"Bersama membangun gizi menuju bangsa sehat berprestasi"
Demikian tema Hari Gizi Nasional 2015. Jika dicermati tema tersebut punya makna yang sangat menohok. Betapa lupanya kita terhadap aspek gizi dalam membangun negeri ini. Pradigma selama ini, saat kita ingin membangun negeri maka pendidikan yang harus diperkuat, pertanian, ekonomi, politik, dan lainya. Miris, hanya sedikit yang menyinggung aspek kesehatan, apalagi gizi. Gizi selalu dianggap pelengkap dan kurang penting. Bahkan dalam upaya peningkatan kualitas sumber daya manusia terlihat pemerintah kurang konsen dalam memperbaiki aspek gizi. Padahal gizi sangat berpengaruh dalam peningkatan kualitas sumber daya manusia.
Indonesia sebagai negara berkembang memiliki dua modal luar biasa untuk menjadi negara maju, sumber daya alam dan sumber daya manusia. Tak diragukan indonesia merupakan salah satu negara dengan tingkat biodiversity tertinggi di dunia, dikenal sebagai negara agraris dan maritim. Dari segi sumber daya manusia, indonesia punya sekitar 250 juta manusia yang sangat potensial, tertinggi ke empat di dunia.

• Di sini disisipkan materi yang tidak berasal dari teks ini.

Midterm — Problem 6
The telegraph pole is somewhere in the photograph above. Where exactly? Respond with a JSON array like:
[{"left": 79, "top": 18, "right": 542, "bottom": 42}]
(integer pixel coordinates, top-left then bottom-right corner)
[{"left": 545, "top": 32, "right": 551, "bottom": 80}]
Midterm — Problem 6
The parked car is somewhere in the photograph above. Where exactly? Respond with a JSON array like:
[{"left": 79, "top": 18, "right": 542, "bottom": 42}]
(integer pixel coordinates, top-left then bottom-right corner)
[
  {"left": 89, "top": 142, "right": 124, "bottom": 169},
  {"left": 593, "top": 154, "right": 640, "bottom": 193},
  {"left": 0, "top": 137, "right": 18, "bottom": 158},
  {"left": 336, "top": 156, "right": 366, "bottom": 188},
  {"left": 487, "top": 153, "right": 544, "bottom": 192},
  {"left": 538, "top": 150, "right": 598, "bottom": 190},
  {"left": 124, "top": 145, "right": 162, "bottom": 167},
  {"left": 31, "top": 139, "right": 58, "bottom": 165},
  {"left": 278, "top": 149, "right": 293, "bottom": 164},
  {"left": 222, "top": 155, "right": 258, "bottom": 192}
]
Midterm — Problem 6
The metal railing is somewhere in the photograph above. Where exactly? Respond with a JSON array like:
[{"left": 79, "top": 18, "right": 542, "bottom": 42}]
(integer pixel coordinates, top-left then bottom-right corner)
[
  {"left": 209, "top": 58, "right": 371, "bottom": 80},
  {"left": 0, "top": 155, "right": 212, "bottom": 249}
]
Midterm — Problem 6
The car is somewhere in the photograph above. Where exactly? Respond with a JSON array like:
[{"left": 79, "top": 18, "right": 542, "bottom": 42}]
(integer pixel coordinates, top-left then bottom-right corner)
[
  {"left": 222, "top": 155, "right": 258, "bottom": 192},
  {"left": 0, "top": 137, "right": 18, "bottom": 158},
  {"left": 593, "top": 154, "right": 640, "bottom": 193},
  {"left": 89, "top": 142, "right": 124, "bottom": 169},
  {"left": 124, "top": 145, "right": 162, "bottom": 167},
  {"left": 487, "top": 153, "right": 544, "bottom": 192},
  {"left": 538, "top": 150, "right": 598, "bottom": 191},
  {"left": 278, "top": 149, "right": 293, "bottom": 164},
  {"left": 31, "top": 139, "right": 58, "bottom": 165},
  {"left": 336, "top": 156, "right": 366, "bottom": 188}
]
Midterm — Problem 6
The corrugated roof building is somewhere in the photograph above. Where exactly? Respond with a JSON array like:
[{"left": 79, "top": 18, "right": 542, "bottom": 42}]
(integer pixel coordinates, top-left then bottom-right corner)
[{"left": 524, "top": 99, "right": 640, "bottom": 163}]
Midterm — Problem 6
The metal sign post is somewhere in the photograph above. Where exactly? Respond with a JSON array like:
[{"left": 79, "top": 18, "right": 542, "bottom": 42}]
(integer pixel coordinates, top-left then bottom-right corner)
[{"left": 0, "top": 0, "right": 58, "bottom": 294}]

Namun sayang potensi besar yang dimiliki, khususnya sumber daya manusia tidak digarap dengan baik oleh pemerintah. Pradigma yang selama ini dibangun selalu bertumpu pada aspek hilir, aspek yang bersinggungan langsung dengan hasil seperti pendidikan. Namun tidak mementingkan aspek hulu, antara lain gizi. Bagaimana bisa orang jadi cerdas jika dalam siklus kehidupanya saja tidak memperoleh asupan gizi baik, maka imbasnya ia pun tumbuh kurang baik. Bisa dibayangkan jika seseorang tidak mendapat asupan gizi yang cukup saat dalam kandungan, lalu terus berangsur hingga 1000 hari pertama kehidupan. Maka bisa dipastikan kapasitas otak tak berkembang baik. Jika sudah demikian mau digenjot seperti apapun gizinya tetap saja tidak optimal, ada fase penting yang terlewat.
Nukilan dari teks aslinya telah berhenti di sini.